Les années 70, tout comme le début des années 80, sont assez fastes en film de genre. De très bons films sont depuis, pour beaucoup, devenus cultes.

Concernant L’Emprise, sorti en 1982, de Sidney J. Furie (réalisateur éclectique dans sa filmographie, dont le très mauvais superman IV en 1987), sa vision en VHS fut pour moi un choc psychologique assez intense… j’avais tout juste 14 ans. Et oui, une fois de plus, j’avais du braver l’interdiction de mes parents ! Mais comme à chaque fois que je dérogeais à la règle… ce fut avec régal mais aussi avec une certaine terreur, que je découvris the entity (titre original).

Même si des journalistes se sont montrés très sceptiques sur la prétendue véracité de l’histoire, ce film avec un label Estampillé « Inspiré d’une histoire vraie », met en scène Clara Moran, et non Clara Morgane !!! (Barbara Hershey), une jeune femme très jolie qui élève seule ses trois enfants dans une petite maison de banlieue. Un soir, dans sa chambre, elle est attaquée par une entité invisible qui la viole sauvagement. Les jours suivants, elle va encore subir d’autres agressions encore plus sauvages. Totalement désespéré elle consultera un psychanalyste…

Tout de suite mis dans le bain, on se dit tout de fois que l’on connait la musique et que c’est facile de nous balancer la même rengaine… mais le bain devient chaud, très chaud dès les premières images (5 minutes chrono) ! La bande-son, qui n’est pas vraiment la composition du siècle, suffit largement à nous terrifier… Celle-ci, signée Charles Bernstein, avec des accords fracassants entre caisse et guitare est à la fois très habile de simplicité et horrible à souhait…Elle reste gravée en mémoire, notamment lors des scènes de viol, avec qui elle s’ «accouple» très bien (c’est peu dire), et qui renforce le caractère bestial des actes et joue sur notre sensibilité déjà à fleur de peau. Comme sur chaque scène où l’entité agresse ou viole Carla, la musique nous permet d’imaginer cette force démoniaque, l’effet n’en est qu’épouvantable d’effroi.

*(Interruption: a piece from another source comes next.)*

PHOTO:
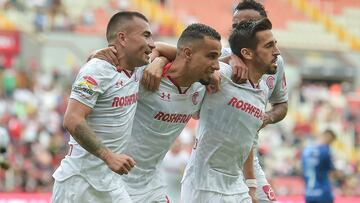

Au niveau interprétation, la jolie Barbara Hershey, la star malheureuse du film, se retrouve dans un rôle très éprouvant et pas du tout évident à interpréter. Avec les assauts de l’entité à répétition, et les scènes de viol, elle doit donner un effet de véracité terrifiante à l’écran. Un contrat qu’elle remplie à merveille et qui lui a même valu un Prix d’interprétation féminine au célèbre et regretté festival d’Avoriaz en 1983. On retrouve Barbara Hershey plus récemment dans le film Insidious de James Wan de 2010 et sa suite insidious 2 en 2013.

Ron Silver, qui interprète le rôle du psychologue Phil Sneiderman a notamment été vu dans Horreur dans la ville de Michael Miller avec Chuck Norris (1982), Timecop de Peter Hyams (1984) et The arrival de David Twohy (1996), le réalisateur de la trilogie Riddick.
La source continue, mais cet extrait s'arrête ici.